Every other month or so, Barbara and I would meet over Zoom to plan out the next few blogs for “Still Blooming.” In one of those sessions, she told me she had written her own obituary as part of a writing course. By this time, nothing she did surprised me because she was always engaged in something interesting and unique. After sharing a laugh over an obituary as a writing assignment, we decided it would make a great blog. Little could either of us have known that hers would be the final post.


I am still absorbing this deep loss – not only for myself but also for Barbara’s sister, Teri, and the entire Radtke family as well as the many friends, colleagues, and admirers Barbara had. Tributes to her are popping up in all sorts of places. The ways in which she touched so many lives is evident in the heartfelt remembrances and the laments over her death.

It was over three years ago when she first pitched the idea about writing a joint blog. She had already given it a title. Given that we were both recently retired but also still quite active in pursuits driven by our respective interests, the image of flowers still in bloom made perfect sense.
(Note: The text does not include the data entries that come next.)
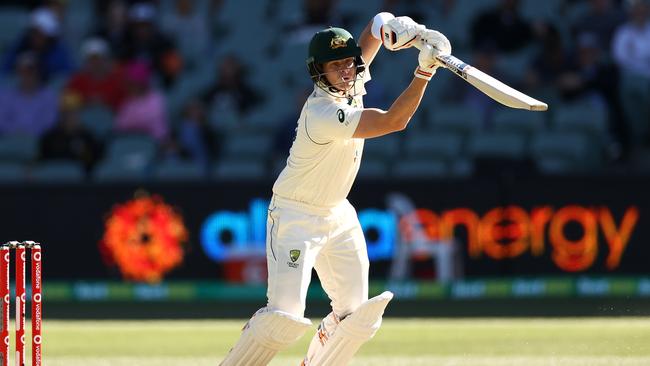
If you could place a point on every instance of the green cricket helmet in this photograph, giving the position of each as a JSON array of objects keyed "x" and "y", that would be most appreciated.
[{"x": 328, "y": 45}]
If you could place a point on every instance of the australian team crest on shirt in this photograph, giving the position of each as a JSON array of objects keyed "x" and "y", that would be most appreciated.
[{"x": 294, "y": 255}]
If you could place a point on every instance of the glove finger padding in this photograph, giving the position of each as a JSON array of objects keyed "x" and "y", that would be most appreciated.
[
  {"x": 400, "y": 33},
  {"x": 437, "y": 40},
  {"x": 427, "y": 62}
]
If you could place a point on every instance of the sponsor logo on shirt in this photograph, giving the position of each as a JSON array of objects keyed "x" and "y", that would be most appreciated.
[{"x": 294, "y": 254}]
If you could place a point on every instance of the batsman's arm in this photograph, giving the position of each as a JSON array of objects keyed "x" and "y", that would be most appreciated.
[
  {"x": 370, "y": 38},
  {"x": 376, "y": 122}
]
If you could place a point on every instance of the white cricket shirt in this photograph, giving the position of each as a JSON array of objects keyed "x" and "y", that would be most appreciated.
[{"x": 324, "y": 158}]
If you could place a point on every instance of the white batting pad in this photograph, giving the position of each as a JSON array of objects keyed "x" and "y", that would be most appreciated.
[
  {"x": 265, "y": 334},
  {"x": 339, "y": 346}
]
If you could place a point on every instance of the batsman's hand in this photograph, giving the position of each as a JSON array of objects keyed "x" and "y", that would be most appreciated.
[
  {"x": 400, "y": 33},
  {"x": 427, "y": 62},
  {"x": 434, "y": 39}
]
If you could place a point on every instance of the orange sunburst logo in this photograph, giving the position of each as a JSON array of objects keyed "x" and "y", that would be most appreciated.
[{"x": 144, "y": 238}]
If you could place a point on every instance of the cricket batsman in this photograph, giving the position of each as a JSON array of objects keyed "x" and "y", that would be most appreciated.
[{"x": 310, "y": 222}]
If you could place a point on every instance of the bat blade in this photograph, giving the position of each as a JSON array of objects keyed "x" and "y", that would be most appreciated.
[{"x": 490, "y": 86}]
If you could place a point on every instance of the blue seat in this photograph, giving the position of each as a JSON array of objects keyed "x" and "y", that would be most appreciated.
[
  {"x": 443, "y": 145},
  {"x": 18, "y": 148},
  {"x": 99, "y": 120},
  {"x": 419, "y": 169},
  {"x": 508, "y": 120},
  {"x": 373, "y": 169},
  {"x": 572, "y": 149},
  {"x": 384, "y": 147},
  {"x": 134, "y": 152},
  {"x": 13, "y": 21},
  {"x": 229, "y": 170},
  {"x": 58, "y": 172},
  {"x": 112, "y": 171},
  {"x": 173, "y": 170},
  {"x": 458, "y": 118},
  {"x": 11, "y": 172},
  {"x": 497, "y": 145},
  {"x": 247, "y": 145},
  {"x": 581, "y": 118}
]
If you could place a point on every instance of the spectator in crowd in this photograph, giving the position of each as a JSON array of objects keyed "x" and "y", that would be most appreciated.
[
  {"x": 194, "y": 139},
  {"x": 145, "y": 42},
  {"x": 601, "y": 21},
  {"x": 631, "y": 51},
  {"x": 100, "y": 79},
  {"x": 315, "y": 15},
  {"x": 548, "y": 63},
  {"x": 231, "y": 93},
  {"x": 190, "y": 29},
  {"x": 143, "y": 110},
  {"x": 69, "y": 139},
  {"x": 29, "y": 108},
  {"x": 42, "y": 40},
  {"x": 504, "y": 27},
  {"x": 113, "y": 25}
]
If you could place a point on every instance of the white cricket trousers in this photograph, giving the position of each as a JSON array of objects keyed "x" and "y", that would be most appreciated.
[{"x": 301, "y": 237}]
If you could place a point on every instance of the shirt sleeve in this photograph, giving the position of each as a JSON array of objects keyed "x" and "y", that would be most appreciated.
[{"x": 334, "y": 121}]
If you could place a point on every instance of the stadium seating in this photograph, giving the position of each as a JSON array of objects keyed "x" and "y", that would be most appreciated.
[
  {"x": 497, "y": 145},
  {"x": 443, "y": 146},
  {"x": 11, "y": 172},
  {"x": 57, "y": 172},
  {"x": 419, "y": 169},
  {"x": 18, "y": 148},
  {"x": 232, "y": 170},
  {"x": 564, "y": 151},
  {"x": 518, "y": 121},
  {"x": 373, "y": 169},
  {"x": 98, "y": 120},
  {"x": 13, "y": 21},
  {"x": 455, "y": 118}
]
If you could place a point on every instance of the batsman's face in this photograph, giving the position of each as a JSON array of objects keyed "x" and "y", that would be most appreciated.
[{"x": 341, "y": 73}]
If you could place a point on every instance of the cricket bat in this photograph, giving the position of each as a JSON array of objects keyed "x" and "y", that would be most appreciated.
[{"x": 490, "y": 86}]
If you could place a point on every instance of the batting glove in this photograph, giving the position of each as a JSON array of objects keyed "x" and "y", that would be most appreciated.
[
  {"x": 427, "y": 63},
  {"x": 435, "y": 39},
  {"x": 400, "y": 33}
]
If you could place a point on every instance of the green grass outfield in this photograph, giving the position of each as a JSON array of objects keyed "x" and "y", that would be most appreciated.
[{"x": 532, "y": 341}]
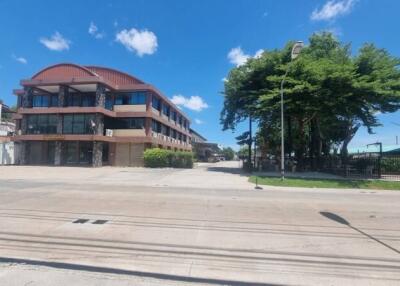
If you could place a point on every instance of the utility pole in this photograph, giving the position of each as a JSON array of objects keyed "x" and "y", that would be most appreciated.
[{"x": 250, "y": 144}]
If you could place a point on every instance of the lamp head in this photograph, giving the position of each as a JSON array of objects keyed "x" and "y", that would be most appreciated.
[{"x": 297, "y": 47}]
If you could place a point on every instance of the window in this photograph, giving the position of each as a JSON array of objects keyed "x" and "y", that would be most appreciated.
[
  {"x": 42, "y": 124},
  {"x": 88, "y": 100},
  {"x": 174, "y": 115},
  {"x": 78, "y": 152},
  {"x": 166, "y": 110},
  {"x": 138, "y": 98},
  {"x": 156, "y": 103},
  {"x": 80, "y": 99},
  {"x": 134, "y": 98},
  {"x": 109, "y": 102},
  {"x": 165, "y": 130},
  {"x": 54, "y": 100},
  {"x": 126, "y": 123},
  {"x": 156, "y": 126},
  {"x": 44, "y": 100},
  {"x": 78, "y": 124}
]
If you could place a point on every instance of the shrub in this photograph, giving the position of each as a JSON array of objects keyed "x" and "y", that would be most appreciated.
[
  {"x": 156, "y": 158},
  {"x": 161, "y": 158},
  {"x": 391, "y": 165}
]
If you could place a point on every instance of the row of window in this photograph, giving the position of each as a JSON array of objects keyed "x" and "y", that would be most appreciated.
[
  {"x": 124, "y": 123},
  {"x": 85, "y": 124},
  {"x": 158, "y": 127},
  {"x": 88, "y": 99},
  {"x": 166, "y": 110}
]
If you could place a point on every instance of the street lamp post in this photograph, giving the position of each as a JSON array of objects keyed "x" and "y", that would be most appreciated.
[{"x": 296, "y": 49}]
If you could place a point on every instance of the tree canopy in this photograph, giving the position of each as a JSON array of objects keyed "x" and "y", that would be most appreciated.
[{"x": 328, "y": 94}]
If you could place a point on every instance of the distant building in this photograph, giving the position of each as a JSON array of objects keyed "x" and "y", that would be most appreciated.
[
  {"x": 7, "y": 128},
  {"x": 88, "y": 115},
  {"x": 203, "y": 150}
]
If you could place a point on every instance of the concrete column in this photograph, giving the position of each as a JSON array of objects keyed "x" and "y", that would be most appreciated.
[
  {"x": 148, "y": 101},
  {"x": 59, "y": 123},
  {"x": 24, "y": 153},
  {"x": 24, "y": 124},
  {"x": 100, "y": 95},
  {"x": 62, "y": 93},
  {"x": 99, "y": 122},
  {"x": 27, "y": 98},
  {"x": 57, "y": 153},
  {"x": 97, "y": 154},
  {"x": 147, "y": 124}
]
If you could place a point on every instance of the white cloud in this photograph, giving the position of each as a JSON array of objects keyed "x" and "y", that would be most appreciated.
[
  {"x": 195, "y": 102},
  {"x": 332, "y": 9},
  {"x": 21, "y": 60},
  {"x": 56, "y": 42},
  {"x": 94, "y": 31},
  {"x": 237, "y": 57},
  {"x": 92, "y": 28},
  {"x": 142, "y": 42},
  {"x": 198, "y": 121},
  {"x": 258, "y": 54}
]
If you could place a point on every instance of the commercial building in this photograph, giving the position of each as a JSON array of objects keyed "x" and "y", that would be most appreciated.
[
  {"x": 203, "y": 150},
  {"x": 7, "y": 128},
  {"x": 87, "y": 115}
]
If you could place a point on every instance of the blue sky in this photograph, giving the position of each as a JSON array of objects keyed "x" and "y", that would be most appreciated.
[{"x": 184, "y": 48}]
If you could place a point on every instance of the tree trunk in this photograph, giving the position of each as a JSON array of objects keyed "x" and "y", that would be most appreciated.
[
  {"x": 350, "y": 132},
  {"x": 301, "y": 146},
  {"x": 289, "y": 138}
]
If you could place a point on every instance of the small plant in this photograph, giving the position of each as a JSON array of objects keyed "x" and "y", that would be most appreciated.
[
  {"x": 161, "y": 158},
  {"x": 391, "y": 165}
]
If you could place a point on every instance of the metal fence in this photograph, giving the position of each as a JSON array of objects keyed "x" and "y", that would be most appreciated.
[
  {"x": 364, "y": 165},
  {"x": 374, "y": 165}
]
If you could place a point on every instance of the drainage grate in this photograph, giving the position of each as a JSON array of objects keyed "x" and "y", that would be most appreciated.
[
  {"x": 100, "y": 221},
  {"x": 80, "y": 220}
]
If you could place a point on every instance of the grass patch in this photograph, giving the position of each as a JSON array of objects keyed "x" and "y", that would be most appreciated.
[{"x": 327, "y": 183}]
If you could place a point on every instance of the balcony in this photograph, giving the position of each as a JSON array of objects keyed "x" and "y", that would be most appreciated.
[{"x": 130, "y": 108}]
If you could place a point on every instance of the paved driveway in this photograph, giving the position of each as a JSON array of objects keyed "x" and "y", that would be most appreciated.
[{"x": 175, "y": 227}]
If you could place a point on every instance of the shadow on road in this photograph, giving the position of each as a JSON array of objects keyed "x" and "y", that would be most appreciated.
[
  {"x": 341, "y": 220},
  {"x": 229, "y": 170},
  {"x": 81, "y": 267}
]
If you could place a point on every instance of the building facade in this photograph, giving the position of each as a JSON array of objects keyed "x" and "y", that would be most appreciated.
[
  {"x": 87, "y": 115},
  {"x": 204, "y": 151}
]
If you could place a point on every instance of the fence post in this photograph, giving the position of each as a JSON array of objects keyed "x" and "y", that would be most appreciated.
[{"x": 380, "y": 161}]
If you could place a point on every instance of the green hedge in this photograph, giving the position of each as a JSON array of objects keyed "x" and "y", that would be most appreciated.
[
  {"x": 391, "y": 165},
  {"x": 161, "y": 158}
]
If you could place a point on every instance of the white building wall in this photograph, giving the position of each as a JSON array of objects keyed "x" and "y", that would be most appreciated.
[{"x": 7, "y": 151}]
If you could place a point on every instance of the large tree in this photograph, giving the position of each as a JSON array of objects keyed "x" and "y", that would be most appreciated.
[{"x": 328, "y": 95}]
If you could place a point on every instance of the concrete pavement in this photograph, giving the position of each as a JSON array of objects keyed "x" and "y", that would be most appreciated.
[{"x": 202, "y": 226}]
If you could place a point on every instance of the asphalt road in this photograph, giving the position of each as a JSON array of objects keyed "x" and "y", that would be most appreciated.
[{"x": 177, "y": 227}]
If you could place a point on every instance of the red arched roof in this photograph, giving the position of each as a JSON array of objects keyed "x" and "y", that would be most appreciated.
[
  {"x": 65, "y": 71},
  {"x": 114, "y": 76}
]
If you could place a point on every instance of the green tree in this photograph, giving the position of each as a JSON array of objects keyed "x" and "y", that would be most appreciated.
[
  {"x": 243, "y": 151},
  {"x": 328, "y": 95},
  {"x": 228, "y": 153}
]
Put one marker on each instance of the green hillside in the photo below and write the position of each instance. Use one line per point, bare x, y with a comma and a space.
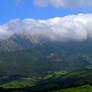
84, 88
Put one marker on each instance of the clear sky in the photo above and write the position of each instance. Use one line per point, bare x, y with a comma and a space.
21, 9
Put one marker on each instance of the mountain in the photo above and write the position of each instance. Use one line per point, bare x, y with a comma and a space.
33, 60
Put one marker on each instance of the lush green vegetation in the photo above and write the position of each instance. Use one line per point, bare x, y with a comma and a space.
84, 88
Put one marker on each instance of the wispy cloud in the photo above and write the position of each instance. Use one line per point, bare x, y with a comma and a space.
72, 27
64, 3
19, 2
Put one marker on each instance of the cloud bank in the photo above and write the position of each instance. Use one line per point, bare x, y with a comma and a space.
64, 3
72, 27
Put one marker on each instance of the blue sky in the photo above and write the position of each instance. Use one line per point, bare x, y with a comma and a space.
11, 9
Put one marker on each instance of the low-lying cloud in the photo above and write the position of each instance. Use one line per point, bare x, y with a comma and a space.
72, 27
64, 3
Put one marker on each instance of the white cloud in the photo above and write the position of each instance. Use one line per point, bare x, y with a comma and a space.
64, 3
72, 27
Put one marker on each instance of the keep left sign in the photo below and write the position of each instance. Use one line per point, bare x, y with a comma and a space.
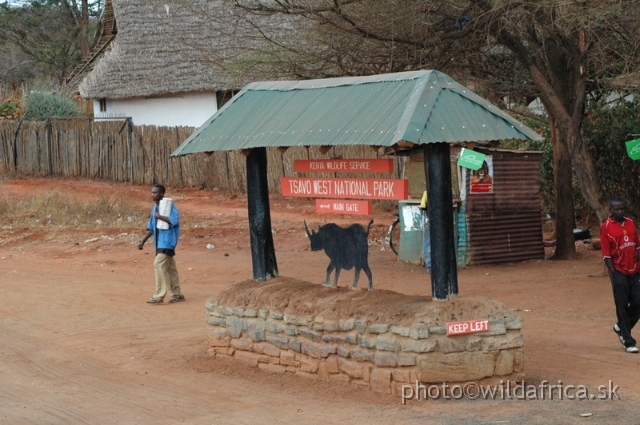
467, 327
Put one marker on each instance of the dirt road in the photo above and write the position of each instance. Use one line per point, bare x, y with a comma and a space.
80, 345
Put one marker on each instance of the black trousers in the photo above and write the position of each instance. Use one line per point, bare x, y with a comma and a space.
626, 296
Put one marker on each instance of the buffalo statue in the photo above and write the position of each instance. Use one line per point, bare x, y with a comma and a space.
346, 247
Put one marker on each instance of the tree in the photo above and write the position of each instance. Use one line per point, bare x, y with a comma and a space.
557, 50
52, 33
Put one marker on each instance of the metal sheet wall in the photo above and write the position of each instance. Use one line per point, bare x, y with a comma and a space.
505, 225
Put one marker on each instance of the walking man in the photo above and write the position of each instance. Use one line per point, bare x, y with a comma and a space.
620, 245
165, 241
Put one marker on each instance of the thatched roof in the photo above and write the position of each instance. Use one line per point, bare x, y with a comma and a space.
172, 46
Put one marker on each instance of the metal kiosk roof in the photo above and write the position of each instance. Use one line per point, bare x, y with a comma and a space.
420, 107
381, 110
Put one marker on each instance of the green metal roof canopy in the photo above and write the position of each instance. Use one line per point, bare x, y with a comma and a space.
381, 110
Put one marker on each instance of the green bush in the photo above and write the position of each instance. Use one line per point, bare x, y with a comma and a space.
606, 129
10, 109
40, 106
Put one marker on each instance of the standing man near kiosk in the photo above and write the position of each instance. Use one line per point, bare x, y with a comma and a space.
619, 244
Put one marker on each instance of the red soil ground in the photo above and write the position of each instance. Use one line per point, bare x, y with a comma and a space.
80, 345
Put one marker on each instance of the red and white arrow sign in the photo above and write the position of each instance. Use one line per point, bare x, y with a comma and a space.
340, 206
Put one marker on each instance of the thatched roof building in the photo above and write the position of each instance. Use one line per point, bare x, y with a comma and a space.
172, 46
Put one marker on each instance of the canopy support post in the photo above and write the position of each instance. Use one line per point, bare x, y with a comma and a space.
444, 268
263, 254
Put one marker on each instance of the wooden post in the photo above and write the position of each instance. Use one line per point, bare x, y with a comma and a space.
263, 255
444, 270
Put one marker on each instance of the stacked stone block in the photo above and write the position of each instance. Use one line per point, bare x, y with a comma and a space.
378, 356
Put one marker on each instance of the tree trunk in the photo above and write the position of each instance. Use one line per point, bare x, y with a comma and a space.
562, 174
587, 175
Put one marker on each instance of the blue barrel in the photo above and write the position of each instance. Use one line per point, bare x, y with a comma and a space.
411, 231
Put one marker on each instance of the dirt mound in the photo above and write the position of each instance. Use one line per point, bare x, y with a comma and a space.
301, 298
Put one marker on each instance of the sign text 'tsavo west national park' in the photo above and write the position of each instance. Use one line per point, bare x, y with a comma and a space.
395, 189
373, 188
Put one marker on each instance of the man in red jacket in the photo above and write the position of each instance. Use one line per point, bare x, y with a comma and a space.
619, 243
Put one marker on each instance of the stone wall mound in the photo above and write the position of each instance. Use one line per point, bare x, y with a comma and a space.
379, 339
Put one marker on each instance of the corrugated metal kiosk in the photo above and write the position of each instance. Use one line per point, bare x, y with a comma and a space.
500, 223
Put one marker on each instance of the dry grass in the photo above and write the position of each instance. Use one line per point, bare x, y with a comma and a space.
57, 210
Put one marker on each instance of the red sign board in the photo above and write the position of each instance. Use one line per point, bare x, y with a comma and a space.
468, 327
343, 166
395, 189
343, 207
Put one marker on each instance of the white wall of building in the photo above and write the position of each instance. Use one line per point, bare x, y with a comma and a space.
188, 109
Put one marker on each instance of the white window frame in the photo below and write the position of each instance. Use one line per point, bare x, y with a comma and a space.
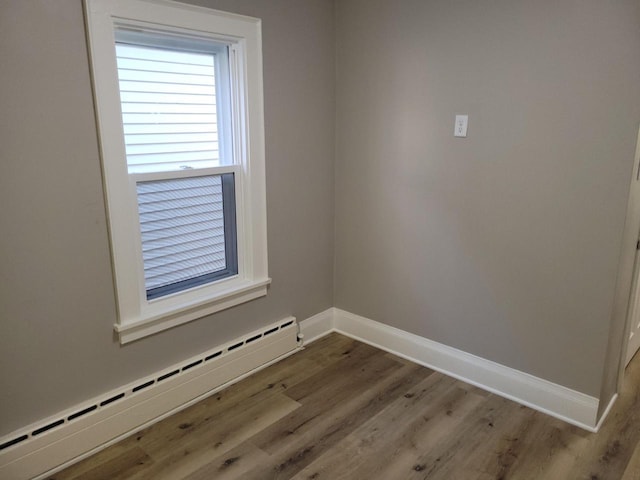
138, 317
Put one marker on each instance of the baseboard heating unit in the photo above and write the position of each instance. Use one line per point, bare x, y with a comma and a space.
63, 439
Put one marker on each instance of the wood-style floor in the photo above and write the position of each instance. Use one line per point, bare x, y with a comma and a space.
344, 410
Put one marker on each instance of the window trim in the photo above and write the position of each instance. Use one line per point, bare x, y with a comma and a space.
137, 316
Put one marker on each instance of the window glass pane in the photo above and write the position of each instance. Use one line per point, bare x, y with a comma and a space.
182, 223
169, 111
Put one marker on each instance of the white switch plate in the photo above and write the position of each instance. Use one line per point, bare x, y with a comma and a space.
460, 129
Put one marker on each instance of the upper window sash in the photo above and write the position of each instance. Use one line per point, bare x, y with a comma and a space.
136, 316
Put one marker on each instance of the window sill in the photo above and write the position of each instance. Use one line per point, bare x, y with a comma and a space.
132, 331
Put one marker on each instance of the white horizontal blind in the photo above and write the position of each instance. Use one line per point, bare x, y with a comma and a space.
169, 116
182, 227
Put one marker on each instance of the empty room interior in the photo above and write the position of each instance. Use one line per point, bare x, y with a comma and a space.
429, 225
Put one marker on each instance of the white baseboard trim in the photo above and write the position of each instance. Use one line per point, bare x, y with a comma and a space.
67, 437
556, 400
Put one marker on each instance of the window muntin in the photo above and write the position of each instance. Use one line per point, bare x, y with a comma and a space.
172, 94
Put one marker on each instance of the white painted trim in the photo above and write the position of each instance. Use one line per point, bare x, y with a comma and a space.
42, 455
317, 326
552, 399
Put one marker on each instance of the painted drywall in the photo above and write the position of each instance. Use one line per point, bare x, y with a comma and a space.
504, 244
57, 308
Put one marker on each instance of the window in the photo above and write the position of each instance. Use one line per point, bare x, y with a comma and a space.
178, 95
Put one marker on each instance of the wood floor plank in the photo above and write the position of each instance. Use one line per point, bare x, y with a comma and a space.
120, 464
364, 452
340, 409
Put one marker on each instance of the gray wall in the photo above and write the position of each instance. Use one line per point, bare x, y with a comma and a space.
56, 297
504, 244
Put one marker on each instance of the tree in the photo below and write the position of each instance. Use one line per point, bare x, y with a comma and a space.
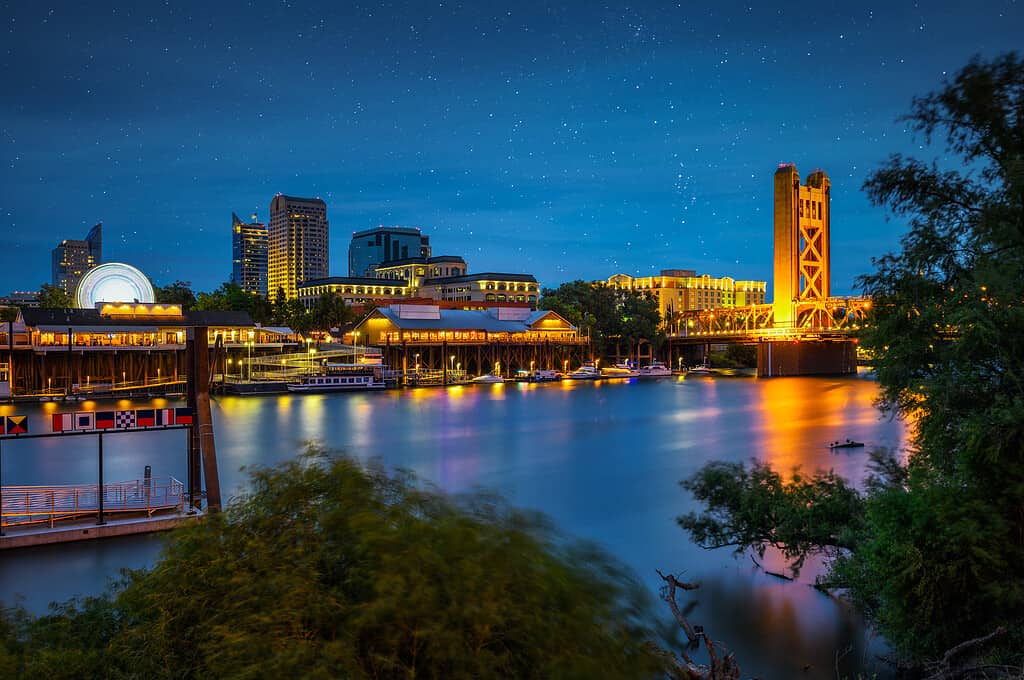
177, 293
932, 549
326, 568
54, 297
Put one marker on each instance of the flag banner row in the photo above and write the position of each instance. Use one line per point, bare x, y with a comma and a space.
13, 424
121, 420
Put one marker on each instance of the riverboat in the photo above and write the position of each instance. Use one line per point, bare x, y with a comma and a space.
342, 378
655, 370
622, 370
586, 372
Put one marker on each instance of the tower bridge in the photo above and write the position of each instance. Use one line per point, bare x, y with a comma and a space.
805, 330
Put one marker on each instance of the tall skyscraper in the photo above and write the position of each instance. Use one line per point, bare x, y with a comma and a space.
298, 244
72, 258
802, 224
385, 244
249, 253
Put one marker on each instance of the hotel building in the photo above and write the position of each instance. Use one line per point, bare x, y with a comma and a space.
683, 290
249, 255
298, 248
384, 244
72, 258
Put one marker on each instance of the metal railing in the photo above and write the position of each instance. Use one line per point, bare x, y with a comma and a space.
36, 505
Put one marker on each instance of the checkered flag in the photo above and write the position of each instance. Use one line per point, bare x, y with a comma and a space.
124, 420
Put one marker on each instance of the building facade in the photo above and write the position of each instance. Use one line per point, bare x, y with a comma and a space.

In addition to the excuse it gave us to meet online even more often, the co-authorship opened up a range of topics that we might not otherwise have pursued on our own. The conversational approach, with one of us taking the lead and the other responding, led to further insights. It was always a delight to see the strands Barbara would pull forth from the blogs I wrote as well as the connections she would make in her own. It was indicative of her brilliant mind and her creative spirit. Barbara had a knack for seeing beyond the obvious and for finding something worthwhile in just about every experience. Her endless curiosity kept her engaged with all sorts of new and interesting pursuits. Just reading the “extra-curricular” activities in her obituary gives a glimpse into what some of these are. She once described herself as a “Renaissance woman” because her doctoral studies led her in many different directions rather than a single focus.


I could go on and on about the many ways she enriched and blessed my life. The nearly four decades of our friendship and the many lovely memories of visits shared in person, online, and through email soften the blow of her death and the enormous hole it leaves in my heart and in the hearts of so many who loved and cherished her. She was still blooming until the very end.


And so, dear readers, as Barbara and I often invited you to do, I leave open the comments for your own remembrances. Once these run their course, it will be time to close out the blog. Thank you for following us over the past three years and for taking part in the conversation. May you follow Barbara’s lead by remaining engaged with and ever curious about this wondrous gift of life.